Calls for a stronger sanctuary
The Mayor’s office is asking ICE to stop compromising the willingness and comfort of immigrants to interact with the NYPD on crucial public safety issues. De Blasio demanded that ICE “immediately issue guidance to your agents prohibiting them from stating or implying that they represent the NYPD.”
However, for immigration advocates and people who have been through this situation, a letter to ICE is insufficient.
“The city uses the rhetoric that we’re a sanctuary city,” says Good Shepherd pastor Father Juan Carlos Ruiz, “but it doesn’t invest the resources to be so.”
ICE at the door?
This video was recorded on the morning of October 7 in Fort Greene. Residents say that these men were immigration agents who attempted to access the building wearing NYPD equipment.
According to Ruiz, “having ICE agents on the streets adds up to the pandemic’s cruel dimension. The virus externalizes problems like xenophobia, but having active agents adds more to our people’s vulnerability.”
MOIA: Don’t panic
These actions by ICE in New York, “are to intimidate our people and that is having an impact. This adds to the insecurity, affects the quality of life. Our homes become traps because they go after us there. The criminalization of the immigrant doesn’t stop,” says Ruiz.
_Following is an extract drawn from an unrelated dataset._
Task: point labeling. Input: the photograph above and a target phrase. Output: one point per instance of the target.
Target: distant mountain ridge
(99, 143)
Both Ruiz and Muñiz-Reyes believe that the situation is about to get worse as the Nov. 3 elections approach. “We have to use what we have learned, the importance of recording, advocating for immigrants, and uniting with the community. Trump is coming with everything before the election and we have to demand our rights,” Muñiz-Reyes says on the phone.
The Mayor’s Office of Immigrant Affairs (MOIA) says it doesn’t want the community to panic and it doesn’t want people to retreat into the shadows.
According to Meryl Ranzer, an activist with the group New Sanctuary Coalition, not only the city has to face this issue but also organizations. “This situation [with ICE] is not new to us. We know that ICE is coming and we are prepared.”